Acceleration analysis
Write a rigid body acceleration equation for each of the three links in the mechanism:
aB = aA + αAB x rB/A - ωAB2rB/A
aC = aD + αwheel x rC/D - ωwheel2rC/D
aB = aC + αBC x rB/C - ωBC2rB/C
where D is the point on the wheel in contact with the ground. Note that the horizontal component of aD is zero, whereas the vertical component of aD is not zero. Combining together these three vector equations in a single vector equation will produce two scalar equations in terms of αwheel and αBC .
Is the point D discussed in the notes supposed to be point E on the wheel?
No, D is the point on the wheel in contact with the ground.
No, D is the point at which the wheel is in contact with the ground.
How do you find the vertical acceleration at point D? I have two scalar equations in terms of the acceleration at D and the two angular accelerations, but I can't figure out how to get rid of the acceleration at D.
I also need help with that, same as you I found the two equations in the I and j directions in terms of the angular accelerations of the wheel and BC but do not know how to find vertical value of aD.
When you write down the acceleration equation relating points C and D, you will have one unknown for the acceleration of D (since for no-slipping, the horizontal component of acceleration of D is zero). You should have enough equations to solve for your unknowns.
For my equation relating C and D, I get an equation for a_c in terms of a_d and α_wheel, and then two equations for a_b, one in terms of a_c and α_bc, and the other just as a number value. I substituted in that a_c equation into the first a_b equation and then set the two a_b's equal, but then in both directions I get two unknowns, one with both angular accelerations, and then one with a_d and α_bc. I can't figure out what I'm missing?
Y'all don't need to solve for the vertical value of aD. With the final equation of ac, you can separate the components into i and j. Then you only need the i components to find the angular acceleration of the wheel.
Is this because ac has no j component so when we make the ac relative to ad equation we can just look at i component?
Would it be true that at the given instant, the velocity at point D would be 0?
Since this is a no-slip situation, point D will have the same velocity as the ground it is touching, so yes.
Yes, the contact point D will have zero velocity.
Yes, with no slip the instantaneous velocity of the point on the wheel that is touching the ground is 0 - obviously assuming the ground is not moving.
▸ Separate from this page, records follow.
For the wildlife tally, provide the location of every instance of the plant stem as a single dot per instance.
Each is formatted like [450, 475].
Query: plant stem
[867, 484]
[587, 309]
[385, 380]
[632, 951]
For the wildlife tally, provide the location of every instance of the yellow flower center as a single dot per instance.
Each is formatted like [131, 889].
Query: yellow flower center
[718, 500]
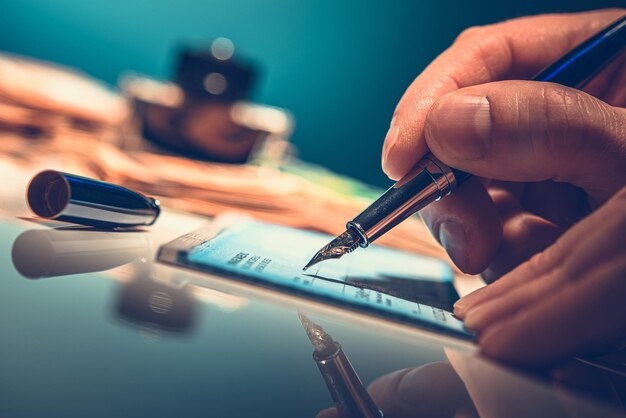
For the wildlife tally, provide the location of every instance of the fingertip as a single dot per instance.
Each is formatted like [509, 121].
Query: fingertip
[328, 413]
[404, 147]
[458, 127]
[464, 304]
[468, 225]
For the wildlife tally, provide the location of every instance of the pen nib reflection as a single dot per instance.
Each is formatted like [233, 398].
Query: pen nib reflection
[343, 244]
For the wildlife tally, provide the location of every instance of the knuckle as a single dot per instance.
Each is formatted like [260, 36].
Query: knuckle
[573, 120]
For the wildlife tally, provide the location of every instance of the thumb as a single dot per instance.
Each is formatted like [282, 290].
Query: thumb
[531, 131]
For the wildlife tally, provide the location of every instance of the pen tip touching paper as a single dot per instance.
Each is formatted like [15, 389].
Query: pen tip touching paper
[339, 246]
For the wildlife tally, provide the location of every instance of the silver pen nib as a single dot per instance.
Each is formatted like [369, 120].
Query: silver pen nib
[343, 244]
[320, 340]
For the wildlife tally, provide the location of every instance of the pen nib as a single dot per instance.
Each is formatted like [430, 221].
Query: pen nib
[341, 245]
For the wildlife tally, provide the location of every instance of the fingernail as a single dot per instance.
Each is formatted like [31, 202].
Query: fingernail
[390, 140]
[475, 317]
[462, 305]
[452, 238]
[461, 125]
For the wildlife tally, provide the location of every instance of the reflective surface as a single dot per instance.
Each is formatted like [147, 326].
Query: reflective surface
[91, 326]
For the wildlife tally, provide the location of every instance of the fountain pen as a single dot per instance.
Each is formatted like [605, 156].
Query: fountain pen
[431, 180]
In some of the other examples where the ground is moving relative to the wheel the point on the wheel touching the ground has whatever velocity that the ground does.
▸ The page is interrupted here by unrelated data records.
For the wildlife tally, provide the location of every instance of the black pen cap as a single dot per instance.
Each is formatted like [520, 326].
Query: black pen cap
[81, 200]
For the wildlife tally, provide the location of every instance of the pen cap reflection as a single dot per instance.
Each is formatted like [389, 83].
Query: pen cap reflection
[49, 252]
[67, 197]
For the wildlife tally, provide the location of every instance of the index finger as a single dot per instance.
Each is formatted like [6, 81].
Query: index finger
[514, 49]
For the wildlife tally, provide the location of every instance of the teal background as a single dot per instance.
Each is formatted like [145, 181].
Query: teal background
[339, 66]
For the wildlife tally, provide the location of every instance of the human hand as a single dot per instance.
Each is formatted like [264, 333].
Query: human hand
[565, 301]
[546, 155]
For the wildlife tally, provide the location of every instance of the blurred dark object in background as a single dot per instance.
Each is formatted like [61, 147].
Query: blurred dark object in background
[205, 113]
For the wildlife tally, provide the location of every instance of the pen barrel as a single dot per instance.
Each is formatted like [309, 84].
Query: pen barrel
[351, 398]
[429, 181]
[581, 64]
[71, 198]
Is the angular velocity of the wheel found through the formula omega_wheel = v_c/r(c/d)?
Yes, you could also just use Vb as it has the same velocity as the center of the wheel (in the x direction at least).
I have an answer for Vb that only has an i quantity. However, when examing how the system would move, I would expect it to also have a j component. Is it correct to assume Vb should also have a j component?
Keep in mind that point B has a circular path, with the center of circle at A. When AB is vertical, then the tangent to this path is horizontal. Because of this, the velocity of B should have only an i-component.
Make sense?
When finding WBC, I already found VB using WAB (which is known), so know i'm guessing I use the known VB = unknown WBC * some length to find WBC, but im not sure what that length would be? Would it be L?
Just use the standard rigid body velocity equation relating the motion of B and C:
vC = vB + omega_BC x r_C/B
Following up on a question posed in the above discussion: Where is the IC for link BC? That will tell you what the angular velocity of BC is.
Why do we use Ab=Ac+alphaBC x r_b/c - w_bc^2 * r_b/c instead of Ac=Ab+alphaBC x r_b/c - w_bc^2 * r_b/c?
I keep getting a negative value for alpha_cd, but the gif shows the motion of the wheel is ccw rotation. After solving for my i components and j components, I'm left with alpha_cd = (-alpha_bc * d)/r. Any ideas as to where I could've gone wrong?
Yes, the animation shows a CCW angular VELOCITY; however, if you study this motion carefully, you will see that the angular velocity is decreasing. This implies that the angular acceleration is CW.